Wednesday, August 21, 2013

First Day of School

Today was the first first day of school in many years that I have not been in school. Yesterday was traumatic. The rush of supply shopping and getting the best deals, the craft involved in creating just the right units, and the nervous energy that keeps a teacher (and I suppose students, too) up all night in anticipation--not there. To alleviate my sadness, my husband and I went out for dinner, and I even had dessert. Feed my pain...

Today, I anticipated, would be even worse since this was that first day of school and I wasn't going. I over-planned my morning with chores and errands so that I wouldn't be overwhelmed by the day. Surprisingly, I wasn't--at all. Granted I was pretty busy, but after a good luck text to a still-in-the-trenches friend, I was fine. In fact, I had a very productive day and am now ahead of schedule on one of my projects. So, what happened?

I came across a quote as I was reading from positive psychology guru  Martin Seligman that says, "Relieving the states that make life miserable… has made building the states that make life worth living less of a priority." It turns out, it's all about how you focus your energy. The state that was making me miserable yesterday was missing my former students, feeling left out of the back-to-school hype, and regretting the missed opportunity to meet a new batch of kids. To relieve that, I sulked (not an effective relief of misery) and bribed myself with sugar in order to feel less miserable.

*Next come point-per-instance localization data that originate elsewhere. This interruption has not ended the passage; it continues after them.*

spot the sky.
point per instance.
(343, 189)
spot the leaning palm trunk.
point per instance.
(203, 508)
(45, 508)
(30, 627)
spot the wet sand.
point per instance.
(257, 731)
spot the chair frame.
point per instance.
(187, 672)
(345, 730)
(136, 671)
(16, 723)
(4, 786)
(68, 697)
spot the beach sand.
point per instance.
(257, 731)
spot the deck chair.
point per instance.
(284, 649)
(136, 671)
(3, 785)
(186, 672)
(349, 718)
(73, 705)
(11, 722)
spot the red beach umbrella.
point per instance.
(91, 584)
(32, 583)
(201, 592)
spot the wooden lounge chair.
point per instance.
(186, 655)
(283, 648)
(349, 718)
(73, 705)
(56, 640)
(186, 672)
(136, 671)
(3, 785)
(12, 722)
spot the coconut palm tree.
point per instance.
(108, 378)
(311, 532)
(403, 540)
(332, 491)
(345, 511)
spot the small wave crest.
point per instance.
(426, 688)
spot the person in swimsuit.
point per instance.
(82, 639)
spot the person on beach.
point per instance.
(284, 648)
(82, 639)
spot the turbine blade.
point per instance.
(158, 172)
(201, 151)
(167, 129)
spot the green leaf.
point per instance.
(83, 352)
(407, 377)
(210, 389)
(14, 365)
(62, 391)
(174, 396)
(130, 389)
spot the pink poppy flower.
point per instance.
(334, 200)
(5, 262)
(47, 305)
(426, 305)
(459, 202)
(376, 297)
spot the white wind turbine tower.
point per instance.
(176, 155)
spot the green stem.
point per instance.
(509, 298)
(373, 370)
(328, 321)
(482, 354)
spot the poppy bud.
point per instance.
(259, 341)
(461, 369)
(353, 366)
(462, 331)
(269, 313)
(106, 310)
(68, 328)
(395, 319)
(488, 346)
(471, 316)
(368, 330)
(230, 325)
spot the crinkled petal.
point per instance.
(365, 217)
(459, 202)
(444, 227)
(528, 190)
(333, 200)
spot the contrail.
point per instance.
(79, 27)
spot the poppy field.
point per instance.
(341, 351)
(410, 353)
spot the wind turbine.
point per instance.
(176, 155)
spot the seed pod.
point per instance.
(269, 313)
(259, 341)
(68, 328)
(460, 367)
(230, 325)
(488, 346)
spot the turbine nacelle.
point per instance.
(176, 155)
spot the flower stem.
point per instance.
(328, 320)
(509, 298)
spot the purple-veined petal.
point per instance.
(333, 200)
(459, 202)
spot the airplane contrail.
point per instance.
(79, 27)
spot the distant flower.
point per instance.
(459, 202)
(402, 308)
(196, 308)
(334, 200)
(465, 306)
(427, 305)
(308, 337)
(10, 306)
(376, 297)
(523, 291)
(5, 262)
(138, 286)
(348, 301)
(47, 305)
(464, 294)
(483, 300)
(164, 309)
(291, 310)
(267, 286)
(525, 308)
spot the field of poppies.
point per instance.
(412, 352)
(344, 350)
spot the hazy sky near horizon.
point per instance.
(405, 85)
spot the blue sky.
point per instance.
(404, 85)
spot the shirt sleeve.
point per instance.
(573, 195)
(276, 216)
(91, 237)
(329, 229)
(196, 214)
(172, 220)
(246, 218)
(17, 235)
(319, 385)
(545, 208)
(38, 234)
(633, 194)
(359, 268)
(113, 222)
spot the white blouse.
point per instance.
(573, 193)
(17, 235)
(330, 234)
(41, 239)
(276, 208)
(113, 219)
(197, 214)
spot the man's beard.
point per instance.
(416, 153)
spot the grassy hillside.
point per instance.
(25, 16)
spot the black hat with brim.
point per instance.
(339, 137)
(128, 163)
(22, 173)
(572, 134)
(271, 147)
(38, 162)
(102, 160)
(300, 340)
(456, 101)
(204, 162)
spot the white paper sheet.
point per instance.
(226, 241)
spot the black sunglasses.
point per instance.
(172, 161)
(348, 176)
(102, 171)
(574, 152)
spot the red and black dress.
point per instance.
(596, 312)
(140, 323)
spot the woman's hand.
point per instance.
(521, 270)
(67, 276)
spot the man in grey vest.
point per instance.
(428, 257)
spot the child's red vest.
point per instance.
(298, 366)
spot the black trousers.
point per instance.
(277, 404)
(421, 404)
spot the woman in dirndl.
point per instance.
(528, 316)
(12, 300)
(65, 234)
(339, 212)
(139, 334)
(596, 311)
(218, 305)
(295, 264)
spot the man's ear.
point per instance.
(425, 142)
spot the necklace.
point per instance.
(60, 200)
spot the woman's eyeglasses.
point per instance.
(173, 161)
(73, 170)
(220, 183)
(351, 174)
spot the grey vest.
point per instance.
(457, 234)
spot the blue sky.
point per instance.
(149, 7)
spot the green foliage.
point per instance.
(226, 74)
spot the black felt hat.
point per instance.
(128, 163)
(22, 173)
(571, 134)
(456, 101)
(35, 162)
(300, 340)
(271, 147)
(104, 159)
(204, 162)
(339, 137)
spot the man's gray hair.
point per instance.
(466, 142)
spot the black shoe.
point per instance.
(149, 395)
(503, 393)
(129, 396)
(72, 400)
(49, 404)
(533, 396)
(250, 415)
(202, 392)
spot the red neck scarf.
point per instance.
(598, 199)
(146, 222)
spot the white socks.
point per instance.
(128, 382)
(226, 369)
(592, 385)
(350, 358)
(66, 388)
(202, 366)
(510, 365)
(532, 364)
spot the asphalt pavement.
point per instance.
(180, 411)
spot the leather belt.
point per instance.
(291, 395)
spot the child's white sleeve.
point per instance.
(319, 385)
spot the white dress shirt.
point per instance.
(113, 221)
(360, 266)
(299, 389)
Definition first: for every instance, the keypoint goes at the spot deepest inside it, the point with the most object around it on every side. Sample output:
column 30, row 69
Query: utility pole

But feeling less miserable shouldn't be the goal. Relieving misery and distracting from the negative has become the overwhelming mantra of popular culture--I blame advertising. You are too this, not enough this, you need this, you are dissatisfied because of this. Instead of letting the media focus our experiences to relieve the negativity, we need to embrace the positive and make increasing happiness the priority.

FYI--happiness is not the absence or relief of misery. Happiness is not the negative space where misery used to be. Seligman challenges us to build positive energy into more than a feeling, but a state of being. We must purposefully create a mental environment that is more at home feeling happiness than misery. We need to make happy the default setting and misery the malfunction. Building the positives helps us control for the negatives and mitigate the misery of a bad day. Things may make you miserable but it's a positive state of being that promotes happiness.

So what does this mean for teachers? I'm going to go straight to testing on this one, and since I taught English, I'll start with reading tests. The occasion for students that would make life miserable is failing and having to re-take a standardized reading test. The failure, the re-take, the frustration--those lead to misery. How do we (as teachers) try to mitigate that misery? Test preparation. Students won't be miserable is we teach them the best ways to take the test so they can pass, feel successful, and not have to take it over again. We remediate, we pre-test, we assess ad nauseum. We try to avoid the negatives of a failed test...instead of trying to build a positive reading culture that our students take with them.

The whole purpose of testing is to ensure that society is composed of literate, critically-thinking individuals. But the best way to do that isn't to test (and test and test...) but to build a culture that creates an environment that embraces the positive benefits of reading. Reading takes you places you've never been, to world that don't physically exist. Reading lets you try on different roles and presents you with new role models. Reading lets you know about the world so you can find your place in it. Reading is power and freedom and belonging and survival and fun--all of Glasser's needs in one activity.

The basic question, then, is this: why do we work so hard to relieve future misery when we should be helping our students build a positive, meaningful relationship to the power of reading.